On the bright side, there are a few lessons I learned, now that I’m on the flip side of all that crankiness.
- You don’t always realize when you’re not yourself when you’re not yourself. I knew I was unhappy, that I was uncomfortable, but I didn’t want to say anything. In part, this was because I felt complaining about how I felt being pregnant after getting pregnant so soon after having a miscarriage was insensitive and ungrateful. Another part was the reality of life as a woman being full of various physical discomforts, so I just powered through the best I could. Which wasn’t very good, ha. Maybe if I had talked about it, been more open, I could have made the connection about why I felt so hostile all the time. It’s humbling to realize that I wasn’t so self-aware about that.
- Cut everyone some slack. I often forget to take it into account if my spouse or children are feeling less than stellar. I usually just get frustrated at them for whatever subpar behaviors they are exhibiting. Now, for at least the next week or so (lolsob), I will be able to remember to consider the possibility that my loved ones are not feeling themselves, and to have more compassion than usual.

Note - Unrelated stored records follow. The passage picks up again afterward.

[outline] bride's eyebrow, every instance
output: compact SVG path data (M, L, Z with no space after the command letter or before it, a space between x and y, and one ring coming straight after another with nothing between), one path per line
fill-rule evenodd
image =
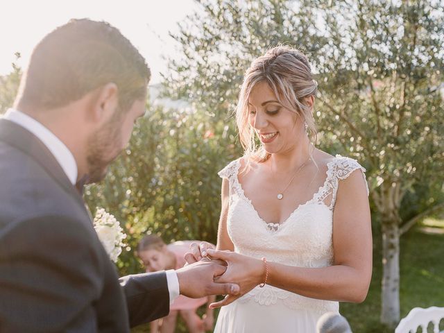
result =
M268 104L269 103L277 103L278 104L280 104L279 103L279 101L275 101L274 99L271 99L270 101L266 101L265 102L262 103L261 104L261 106L265 106L266 105ZM251 106L255 106L253 105L251 103L248 102L248 105L251 105Z

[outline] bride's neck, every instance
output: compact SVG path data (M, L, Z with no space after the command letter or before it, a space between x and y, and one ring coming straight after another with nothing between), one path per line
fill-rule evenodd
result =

- This too shall pass. It seemed like a very long time when I was not myself, physically or emotionally, but now that I’m feeling better again, I can remember that these things are temporary, though we can’t know how long any difficult phase will last. Sometimes they last a while, true. Sometimes they become the new normal. AH I have to stop this train of thought now.
So those are a few things that I’m able to realize now that I feel human again. Hopefully I will remember this experience and internalize these lessons. Hopefully all our difficult phases are short and easily recognizable.
Photo by Aleksandar Cvetanovic on Unsplash
2 thoughts on “What To Do When You’re Not Yourself”
It’s so hard to keep that “I’ve been cranky or spacey because I’ve been unwell/preoccupied/etc., so I should expect it from other people too,” mindset, but it really does smooth the path through life if I just assume that.
So true. I find that when I actually observe the mitzvos like giving the benefit of the doubt and v’ahavta l’reyecha kamocha, I am calmer and more content. Imagine that! Lol. Pity it’s so challenging to do!